I think the corporate controls and social controls instituted by the executive and legislative branches of the Federal Government were much more stringent in those days than now.
I mean Harry Truman made a name for himself by demonstrating their tendency to lie and cheat. But they did not get away with what they get today. But we had ten million in uniform and we did not have ten million civilians in Europe and Asia at the same time. Now it is fifty fifty. Because Congress thinks it will look better if we say, send forty thousand troops and forty thousand civilians to Afghanistan than eighty thousand soldiers.
I might pick up a couple books and search the web on the issue of government corruption in WWII and our present wars.

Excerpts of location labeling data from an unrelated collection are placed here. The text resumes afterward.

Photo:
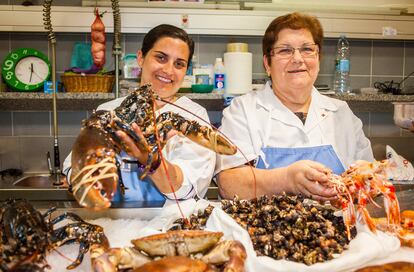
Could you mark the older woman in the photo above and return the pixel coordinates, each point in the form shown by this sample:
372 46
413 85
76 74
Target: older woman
288 130
164 58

October 13, 2009 2:39 AM | Reply | Permalink
It is certainly true that WWII had its corruption. Every war does. But the profits they are making right out in the open are obscene and the lack of quality is shameful. Coincidentally, CNN just ran a story about faulty firearms last night. It is astonishing how many billions of dollars remain unaccounted.
The primary question for me is how have we managed to not obtain any economic advantage from this war when all previous wars were of economic benefit?